ARI SHAPIRO: White House spokesman Robert Gibbs described the review.

ROBERT GIBBS: This is simply for the relevant agencies to go back and ensure that the regulations that are currently on their books go through a process that measures the costs and the benefits, that ensures, I think, the very commonsense idea that we must protect the health and the safety of the American people without impeding our economic growth.

SHAPIRO: In a statement, Tita Freeman of the U.S. Chamber of Commerce said this is a good first step, but doesn't go far enough.

TITA FREEMAN: Congress should reclaim some of the authority it has delegated to the agencies and implement effective checks and balances on agency power.

SHAPIRO: But White House spokesman Robert Gibbs said concerns about the business community or the Republican Party had nothing to do with the White House's decision.

GIBBS: This is something that has been long in the works.

SHAPIRO: Todd McCracken is president and CEO of the National Small Business Association.

TODD MCCRACKEN: We think it's an important principle that the federal government recognize that small companies operate differently, and a regulatory requirement that might make sense for an Exxon needs to be thought about in a different way for an Exxon service station.

SHAPIRO: University of Maryland law professor Rena Steinzor is president of the Center for Progressive Reform, and while she was not at the White House meeting, she's concerned, too.
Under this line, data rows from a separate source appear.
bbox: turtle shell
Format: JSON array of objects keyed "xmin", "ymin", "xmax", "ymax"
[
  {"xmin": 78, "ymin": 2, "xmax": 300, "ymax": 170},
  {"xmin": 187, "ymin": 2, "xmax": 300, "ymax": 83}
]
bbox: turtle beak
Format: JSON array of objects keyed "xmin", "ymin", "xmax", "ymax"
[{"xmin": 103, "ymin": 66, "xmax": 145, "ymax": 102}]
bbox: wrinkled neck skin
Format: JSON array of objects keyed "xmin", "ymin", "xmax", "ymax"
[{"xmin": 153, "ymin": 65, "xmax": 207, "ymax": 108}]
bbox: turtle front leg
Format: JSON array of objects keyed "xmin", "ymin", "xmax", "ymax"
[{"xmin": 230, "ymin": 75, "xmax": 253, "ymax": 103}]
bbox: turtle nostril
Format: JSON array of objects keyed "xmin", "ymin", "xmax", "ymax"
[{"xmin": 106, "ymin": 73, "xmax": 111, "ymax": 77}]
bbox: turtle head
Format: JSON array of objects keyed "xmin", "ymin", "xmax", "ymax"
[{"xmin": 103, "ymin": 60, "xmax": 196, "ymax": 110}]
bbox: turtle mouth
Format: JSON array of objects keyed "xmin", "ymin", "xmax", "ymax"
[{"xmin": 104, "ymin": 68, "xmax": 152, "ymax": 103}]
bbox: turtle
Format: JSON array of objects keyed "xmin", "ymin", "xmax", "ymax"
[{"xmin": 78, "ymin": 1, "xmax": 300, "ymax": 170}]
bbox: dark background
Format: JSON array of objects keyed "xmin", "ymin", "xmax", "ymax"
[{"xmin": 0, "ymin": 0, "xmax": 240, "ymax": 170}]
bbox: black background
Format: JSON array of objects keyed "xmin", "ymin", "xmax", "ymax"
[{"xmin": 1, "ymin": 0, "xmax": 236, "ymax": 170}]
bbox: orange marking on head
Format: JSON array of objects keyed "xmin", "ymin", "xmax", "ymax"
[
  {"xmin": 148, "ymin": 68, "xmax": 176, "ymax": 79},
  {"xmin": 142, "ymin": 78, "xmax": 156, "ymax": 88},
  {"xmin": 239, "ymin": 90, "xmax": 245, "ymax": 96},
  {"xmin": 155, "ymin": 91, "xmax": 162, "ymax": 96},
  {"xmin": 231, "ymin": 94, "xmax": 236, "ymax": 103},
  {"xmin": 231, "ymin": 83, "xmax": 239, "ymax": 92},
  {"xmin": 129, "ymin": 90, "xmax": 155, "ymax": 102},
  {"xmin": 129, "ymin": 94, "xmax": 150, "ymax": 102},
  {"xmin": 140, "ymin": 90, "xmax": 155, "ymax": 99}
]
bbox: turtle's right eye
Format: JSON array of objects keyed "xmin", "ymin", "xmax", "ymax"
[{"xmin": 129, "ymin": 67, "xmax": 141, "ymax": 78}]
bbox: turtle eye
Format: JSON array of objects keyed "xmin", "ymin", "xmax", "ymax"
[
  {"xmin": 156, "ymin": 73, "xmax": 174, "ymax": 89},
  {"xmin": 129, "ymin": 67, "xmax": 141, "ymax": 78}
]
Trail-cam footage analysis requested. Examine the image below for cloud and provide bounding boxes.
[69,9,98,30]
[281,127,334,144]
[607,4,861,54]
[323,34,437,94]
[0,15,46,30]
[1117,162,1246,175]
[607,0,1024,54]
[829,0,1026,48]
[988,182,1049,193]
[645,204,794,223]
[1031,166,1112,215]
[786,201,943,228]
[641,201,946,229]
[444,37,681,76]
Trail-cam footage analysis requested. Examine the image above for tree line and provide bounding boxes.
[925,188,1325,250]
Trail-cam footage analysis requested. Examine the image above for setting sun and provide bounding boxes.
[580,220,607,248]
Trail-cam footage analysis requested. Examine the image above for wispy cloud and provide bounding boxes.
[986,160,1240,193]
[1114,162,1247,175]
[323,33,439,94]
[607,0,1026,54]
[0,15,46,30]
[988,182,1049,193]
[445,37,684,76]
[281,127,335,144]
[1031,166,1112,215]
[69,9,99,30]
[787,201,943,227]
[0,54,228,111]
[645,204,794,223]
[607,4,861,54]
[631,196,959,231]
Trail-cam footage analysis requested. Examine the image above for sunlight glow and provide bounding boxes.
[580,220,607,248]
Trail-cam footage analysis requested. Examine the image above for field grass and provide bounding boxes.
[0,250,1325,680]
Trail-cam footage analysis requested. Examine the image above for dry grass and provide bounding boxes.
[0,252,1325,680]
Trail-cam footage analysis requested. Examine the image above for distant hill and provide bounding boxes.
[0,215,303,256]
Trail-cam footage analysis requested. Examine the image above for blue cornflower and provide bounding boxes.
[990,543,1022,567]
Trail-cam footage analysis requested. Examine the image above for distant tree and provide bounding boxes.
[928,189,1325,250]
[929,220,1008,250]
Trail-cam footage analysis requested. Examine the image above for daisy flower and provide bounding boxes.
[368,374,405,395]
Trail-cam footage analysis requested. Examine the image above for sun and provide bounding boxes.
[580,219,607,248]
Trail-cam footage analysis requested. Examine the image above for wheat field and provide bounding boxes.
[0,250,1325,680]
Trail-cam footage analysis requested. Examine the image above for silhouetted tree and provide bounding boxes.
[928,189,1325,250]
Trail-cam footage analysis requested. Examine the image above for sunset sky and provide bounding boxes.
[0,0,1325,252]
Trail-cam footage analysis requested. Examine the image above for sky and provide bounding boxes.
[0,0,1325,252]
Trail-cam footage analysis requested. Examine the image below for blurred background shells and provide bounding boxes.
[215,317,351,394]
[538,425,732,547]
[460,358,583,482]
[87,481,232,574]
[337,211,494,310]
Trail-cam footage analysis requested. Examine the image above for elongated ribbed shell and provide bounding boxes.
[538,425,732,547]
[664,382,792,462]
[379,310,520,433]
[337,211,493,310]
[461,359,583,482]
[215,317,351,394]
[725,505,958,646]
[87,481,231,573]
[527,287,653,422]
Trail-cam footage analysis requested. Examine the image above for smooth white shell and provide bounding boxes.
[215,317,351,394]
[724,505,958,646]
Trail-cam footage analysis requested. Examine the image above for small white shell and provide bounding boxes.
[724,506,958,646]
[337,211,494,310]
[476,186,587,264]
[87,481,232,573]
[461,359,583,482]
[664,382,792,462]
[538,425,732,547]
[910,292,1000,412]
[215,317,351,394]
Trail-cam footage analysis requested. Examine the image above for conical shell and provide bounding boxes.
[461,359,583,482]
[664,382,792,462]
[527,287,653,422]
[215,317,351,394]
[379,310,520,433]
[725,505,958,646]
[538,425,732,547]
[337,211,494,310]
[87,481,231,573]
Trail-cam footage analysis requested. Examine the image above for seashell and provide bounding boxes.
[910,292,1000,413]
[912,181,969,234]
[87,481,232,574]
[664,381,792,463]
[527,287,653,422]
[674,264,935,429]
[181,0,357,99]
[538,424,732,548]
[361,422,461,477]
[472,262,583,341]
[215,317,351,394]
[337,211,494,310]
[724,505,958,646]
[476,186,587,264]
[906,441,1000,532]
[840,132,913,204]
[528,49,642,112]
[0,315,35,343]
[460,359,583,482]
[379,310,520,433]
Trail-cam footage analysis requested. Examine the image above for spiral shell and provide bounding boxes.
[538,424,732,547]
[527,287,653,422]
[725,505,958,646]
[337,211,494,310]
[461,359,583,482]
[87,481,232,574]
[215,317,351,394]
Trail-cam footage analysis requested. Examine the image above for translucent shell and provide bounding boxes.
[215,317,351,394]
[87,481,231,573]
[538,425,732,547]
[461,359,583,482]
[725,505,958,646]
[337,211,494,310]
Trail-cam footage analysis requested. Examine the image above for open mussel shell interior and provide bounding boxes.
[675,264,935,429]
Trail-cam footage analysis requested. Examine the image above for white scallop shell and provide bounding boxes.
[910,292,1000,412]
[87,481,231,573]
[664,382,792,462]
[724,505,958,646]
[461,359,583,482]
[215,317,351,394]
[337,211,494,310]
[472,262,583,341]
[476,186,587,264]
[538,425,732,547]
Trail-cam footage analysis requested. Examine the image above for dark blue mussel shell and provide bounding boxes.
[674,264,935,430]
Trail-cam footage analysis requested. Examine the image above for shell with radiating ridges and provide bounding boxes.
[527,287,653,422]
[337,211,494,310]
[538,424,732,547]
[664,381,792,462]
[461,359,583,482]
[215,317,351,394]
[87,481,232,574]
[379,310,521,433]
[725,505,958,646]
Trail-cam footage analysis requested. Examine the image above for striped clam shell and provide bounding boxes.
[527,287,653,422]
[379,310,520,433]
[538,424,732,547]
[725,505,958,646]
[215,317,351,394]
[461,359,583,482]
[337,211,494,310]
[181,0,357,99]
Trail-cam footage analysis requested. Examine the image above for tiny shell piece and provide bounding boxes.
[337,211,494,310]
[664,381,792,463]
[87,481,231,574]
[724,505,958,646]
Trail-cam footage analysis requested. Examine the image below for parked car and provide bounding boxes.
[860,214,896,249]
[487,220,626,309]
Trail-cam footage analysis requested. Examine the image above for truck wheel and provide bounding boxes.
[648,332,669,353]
RENA STEINZOR: Think about all the disasters that we have suffered in the last couple of years: the Deepwater Horizon spill; the Big Branch mine; peanut paste with salmonella; Toyotas that suddenly accelerate; cadmium in children's jewelry. What you see is a massive failure of a regulatory system. A regulatory system that is dysfunctional.

SHAPIRO: She believes that the White House is pandering to big business at the expense of public safety.

STEINZOR: A look-back provision means that these agencies, which are drastically underfunded, will need to stop doing essential work on food safety, greenhouse gases, imports from China, and put all their time into figuring out what regulations are on the books that business doesn't like.

SHAPIRO: Ari Shapiro, NPR News, the White House.